Mathieu Bablet signe chez Ankama un récit spatial ambitieux et captivant. Brassant physique et métaphysique, politique et thèmes sociétaux, il dresse un portrait inquiet d'une humanité perdue à la dérive parmi les étoiles, écartelée entre aspiration au bonheur, mécanique consumériste et insatisfaction foncière. En lice pour le Grand Prix de la Critique ACBD, il s'impose d'ores et déjà une référence.
On est si petit, si rien dans l’immensité de l’espace. Scott le vérifie à chaque sortie, lui dont la tâche est d’ajouter du rien au rien, d’effacer les traces, de nettoyer ce qui ne doit pas être connu, de ramener au néant ce qui n’aurait sans doute pas dû être. Car les missions de Scott, pour Tianzhu, demeurent bien mystérieuses et portent sur des expériences menées en secret par des scientifiques dans des labos isolés en orbite de la Terre.

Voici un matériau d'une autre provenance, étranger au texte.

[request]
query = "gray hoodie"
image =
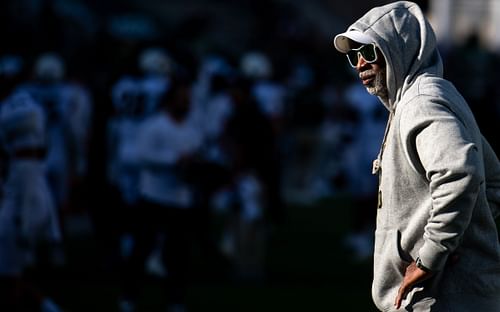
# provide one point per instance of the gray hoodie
(439, 178)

Nous nous situons plusieurs siècles après le nôtre. La Terre n’est désormais plus vivable et l’humanité a dû migrer dans une gigantesque station spatiale, gravitant inlassablement autour de son ancien foyer. La société ayant découlé de ce réaménagement complet de l’existence des hommes dans cet environnement contraint se veut utopique : chaque individu se voit attribuer un emploi et un salaire, en fonction de ses qualités, pour le bien-être de tous, qui lui permettent de jouir de tout le confort possible, confort concrétisé à travers la consommation des produits Tianzhu. Car désormais Tianzhu administre le devenir humain dans son ensemble.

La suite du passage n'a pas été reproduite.